01.12.2010 um 10:46 Uhr
Geschrieben von Bailey
Unaufhaltsam
Nachdem ich ja schon in jungen Jahren mit dem VfB in Berührung kam, trat ich selbstredend auch selbst gern gegen den Ball. Zwar mit einer eher überschaubaren Technik, dafür aber mit umso mehr Einsatz.

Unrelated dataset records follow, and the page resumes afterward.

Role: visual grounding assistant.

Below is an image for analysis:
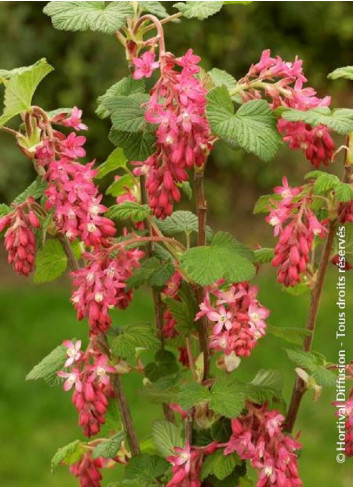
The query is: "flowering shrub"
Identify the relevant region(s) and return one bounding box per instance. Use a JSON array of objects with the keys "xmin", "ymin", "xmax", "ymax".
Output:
[{"xmin": 0, "ymin": 2, "xmax": 353, "ymax": 487}]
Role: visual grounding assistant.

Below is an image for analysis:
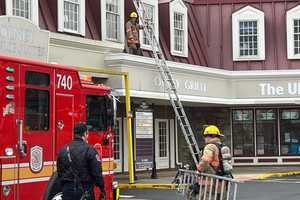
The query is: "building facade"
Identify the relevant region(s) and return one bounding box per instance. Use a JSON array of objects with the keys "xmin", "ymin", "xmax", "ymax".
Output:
[{"xmin": 0, "ymin": 0, "xmax": 300, "ymax": 172}]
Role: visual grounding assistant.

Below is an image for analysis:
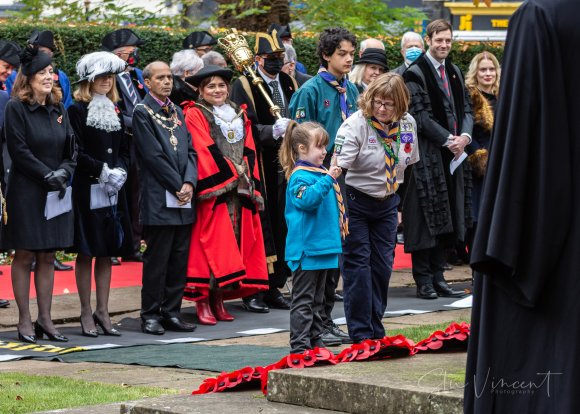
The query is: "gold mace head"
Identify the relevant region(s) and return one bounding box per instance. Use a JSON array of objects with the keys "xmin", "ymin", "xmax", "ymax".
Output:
[{"xmin": 218, "ymin": 29, "xmax": 254, "ymax": 72}]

Besonders in Erinnerung blieben mir dabei die Gelegenheiten, bei denen ich im Garten meiner Großeltern den Ball immer und immer wieder gegen den damals schon altersschwachen Gartenzaun gedroschen habe und dabei im Laufe der Jahre immer neue Rollen angenommen habe. Je nachdem, wer beim VfB gerade der Topspieler war.
Mein Großvater beobachtete dies immer mit einem leicht verklärten Blick und kommentierte meine Personalwahl meist mit den Worten: "Abr so guat wie dr Schlienz wird der au net."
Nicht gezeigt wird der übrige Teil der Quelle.